(Reuters) - Under Armour Inc’s (UA.N) (UAA.N) shares surged 25 percent on Tuesday after the sportswear maker’s upbeat quarterly earnings and full-year profit forecast underscored the success of its multi-year plan to lower costs and reduce bloated inventory.
The third-largest sportswear maker in the United States has closed stores, cut jobs and rolled back promotions to bolster profit margins as it tries to recover from a bruising fight for market share with bigger rivals Nike Inc (NKE.N) and Adidas AG (ADSGn.DE).
The surge in shares reflect investors’ confidence in the company’s turnaround as well as its expansion in international markets to offset weakness in the United States, where it had fallen behind rivals in the past two years.
The company said on Tuesday it had cut total merchandise by about 1 percent in the quarter, as it deals with excess inventory stemming from 2017 when it expected more demand.
The bloated inventory forced the company to unload products to off-price retailers at lower prices, hitting margins in the past several quarters.

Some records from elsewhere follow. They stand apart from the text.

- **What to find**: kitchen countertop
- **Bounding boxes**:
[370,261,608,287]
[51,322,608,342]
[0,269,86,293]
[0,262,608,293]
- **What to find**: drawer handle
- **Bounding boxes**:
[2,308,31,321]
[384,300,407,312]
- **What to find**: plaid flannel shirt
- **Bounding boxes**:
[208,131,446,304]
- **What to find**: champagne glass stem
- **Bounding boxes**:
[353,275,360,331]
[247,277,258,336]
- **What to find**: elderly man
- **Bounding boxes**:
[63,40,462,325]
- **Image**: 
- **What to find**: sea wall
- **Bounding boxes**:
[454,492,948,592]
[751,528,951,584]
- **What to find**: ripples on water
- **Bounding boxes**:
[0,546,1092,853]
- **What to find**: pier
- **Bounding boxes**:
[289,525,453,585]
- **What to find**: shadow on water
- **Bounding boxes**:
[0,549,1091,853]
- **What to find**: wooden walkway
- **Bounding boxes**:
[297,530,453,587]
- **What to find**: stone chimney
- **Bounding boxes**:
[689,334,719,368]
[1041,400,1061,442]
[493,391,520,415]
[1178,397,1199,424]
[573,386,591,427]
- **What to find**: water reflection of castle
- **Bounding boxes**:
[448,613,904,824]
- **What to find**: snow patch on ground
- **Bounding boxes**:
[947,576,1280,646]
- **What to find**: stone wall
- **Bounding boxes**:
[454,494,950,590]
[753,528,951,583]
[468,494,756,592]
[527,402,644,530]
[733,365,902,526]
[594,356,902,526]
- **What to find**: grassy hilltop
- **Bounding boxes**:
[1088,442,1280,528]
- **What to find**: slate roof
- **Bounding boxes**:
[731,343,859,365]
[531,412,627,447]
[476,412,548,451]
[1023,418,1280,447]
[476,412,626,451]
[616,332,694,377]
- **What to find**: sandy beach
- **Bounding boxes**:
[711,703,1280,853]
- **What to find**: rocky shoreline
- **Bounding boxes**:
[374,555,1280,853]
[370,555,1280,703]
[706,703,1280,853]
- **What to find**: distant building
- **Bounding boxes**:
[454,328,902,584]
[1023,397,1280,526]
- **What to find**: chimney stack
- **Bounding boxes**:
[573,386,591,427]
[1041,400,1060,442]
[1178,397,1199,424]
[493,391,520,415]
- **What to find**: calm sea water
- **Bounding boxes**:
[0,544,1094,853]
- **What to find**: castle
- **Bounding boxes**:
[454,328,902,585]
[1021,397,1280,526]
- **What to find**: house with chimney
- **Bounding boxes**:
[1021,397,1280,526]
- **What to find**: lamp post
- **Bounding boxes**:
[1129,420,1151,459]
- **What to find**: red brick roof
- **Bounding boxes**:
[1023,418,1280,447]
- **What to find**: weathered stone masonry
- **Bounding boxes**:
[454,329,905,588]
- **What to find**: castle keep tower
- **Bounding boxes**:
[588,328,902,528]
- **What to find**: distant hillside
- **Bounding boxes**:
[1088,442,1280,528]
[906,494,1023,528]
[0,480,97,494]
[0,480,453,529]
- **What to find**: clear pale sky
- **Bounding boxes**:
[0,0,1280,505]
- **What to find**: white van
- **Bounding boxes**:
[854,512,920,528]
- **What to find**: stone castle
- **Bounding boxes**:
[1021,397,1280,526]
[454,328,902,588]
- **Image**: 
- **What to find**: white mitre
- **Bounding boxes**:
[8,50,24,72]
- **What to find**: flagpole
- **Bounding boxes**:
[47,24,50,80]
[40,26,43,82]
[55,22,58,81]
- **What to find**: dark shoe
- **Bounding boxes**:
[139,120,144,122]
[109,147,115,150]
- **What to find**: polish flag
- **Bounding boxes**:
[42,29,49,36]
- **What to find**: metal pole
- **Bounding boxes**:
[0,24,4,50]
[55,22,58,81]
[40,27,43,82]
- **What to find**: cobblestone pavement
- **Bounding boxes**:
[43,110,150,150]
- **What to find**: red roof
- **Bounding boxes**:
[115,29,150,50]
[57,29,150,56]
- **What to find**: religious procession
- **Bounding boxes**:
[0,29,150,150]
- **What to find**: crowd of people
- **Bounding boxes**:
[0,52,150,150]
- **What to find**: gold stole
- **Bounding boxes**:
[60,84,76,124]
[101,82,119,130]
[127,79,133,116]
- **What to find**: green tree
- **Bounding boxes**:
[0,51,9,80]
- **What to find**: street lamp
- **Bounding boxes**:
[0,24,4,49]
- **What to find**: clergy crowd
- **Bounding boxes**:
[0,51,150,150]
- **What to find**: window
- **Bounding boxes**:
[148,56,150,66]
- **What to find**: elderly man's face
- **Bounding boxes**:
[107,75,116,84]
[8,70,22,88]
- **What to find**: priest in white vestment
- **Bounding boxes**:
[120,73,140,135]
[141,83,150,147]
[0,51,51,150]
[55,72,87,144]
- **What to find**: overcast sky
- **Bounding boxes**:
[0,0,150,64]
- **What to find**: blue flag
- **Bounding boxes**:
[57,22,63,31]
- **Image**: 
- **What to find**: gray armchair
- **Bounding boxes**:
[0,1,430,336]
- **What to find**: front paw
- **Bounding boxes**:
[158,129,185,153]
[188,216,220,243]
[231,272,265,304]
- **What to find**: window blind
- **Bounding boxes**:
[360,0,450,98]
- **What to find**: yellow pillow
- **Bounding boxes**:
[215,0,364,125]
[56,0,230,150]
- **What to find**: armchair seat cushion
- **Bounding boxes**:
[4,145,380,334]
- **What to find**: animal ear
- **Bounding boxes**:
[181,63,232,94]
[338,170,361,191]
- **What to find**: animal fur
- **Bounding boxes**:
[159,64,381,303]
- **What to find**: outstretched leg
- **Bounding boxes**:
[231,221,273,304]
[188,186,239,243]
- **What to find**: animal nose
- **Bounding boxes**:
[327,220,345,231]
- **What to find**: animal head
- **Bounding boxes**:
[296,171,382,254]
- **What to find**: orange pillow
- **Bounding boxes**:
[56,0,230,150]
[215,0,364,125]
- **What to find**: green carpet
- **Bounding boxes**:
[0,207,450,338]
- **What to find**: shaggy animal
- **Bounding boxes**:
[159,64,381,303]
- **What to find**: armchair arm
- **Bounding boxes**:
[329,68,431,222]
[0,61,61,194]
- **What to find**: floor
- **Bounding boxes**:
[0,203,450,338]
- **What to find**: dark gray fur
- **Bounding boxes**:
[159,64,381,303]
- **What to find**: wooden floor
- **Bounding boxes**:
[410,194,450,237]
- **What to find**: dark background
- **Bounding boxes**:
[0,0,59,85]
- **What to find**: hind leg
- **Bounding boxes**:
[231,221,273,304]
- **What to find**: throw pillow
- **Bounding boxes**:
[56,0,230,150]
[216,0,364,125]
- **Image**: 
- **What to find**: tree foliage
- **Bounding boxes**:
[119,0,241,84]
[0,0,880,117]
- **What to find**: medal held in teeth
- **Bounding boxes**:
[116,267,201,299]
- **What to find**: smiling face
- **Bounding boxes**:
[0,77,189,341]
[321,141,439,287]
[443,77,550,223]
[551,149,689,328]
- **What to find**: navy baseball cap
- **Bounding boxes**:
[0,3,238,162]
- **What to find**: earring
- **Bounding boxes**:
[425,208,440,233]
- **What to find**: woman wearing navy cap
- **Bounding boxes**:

But cost cuts and fewer discounts helped boost margins in the third quarter. Gross margins rose for the first time in several quarters - up 20 basis points to 46.5 percent in quarter, beating the average analyst estimate of 45.8 percent.
Cutting back on stocks of materials such as zippers and buttons by as much as 80 percent and shrinking its vendor base by a quarter also helped.
Under Armour said it was in a better inventory position going into the holiday season, and would sell more of its products through its own channels at full price to help improve margins and the brand’s image.
“Under Armour continues to make progress on its multi-year restructuring, particularly with regards to inventory and cost reduction efforts,” Moody’s Apparel Analyst Mike Zuccaro said.
“While some challenges still remain, the company is stabilizing and is better positioned for improvement in 2019.”
Though North America sales continued to struggle, the company showed strong growth in its international markets of Europe, Middle East and Africa and Latin America. International sales rose 15 percent, while they fell nearly 2 percent in North America.
The maker of Stephen Curry shoes raised its full-year adjusted earnings per share forecast to between 19 cents and 22 cents from a prior guidance of 16 to 19 cents.
Excluding certain items, it earned 25 cents per share, beating analysts’ estimate of 12 cents, according to Refinitiv data.
Under Armour’s shares were up 19.4 percent at $20.07, adding to a 26 percent gain this year.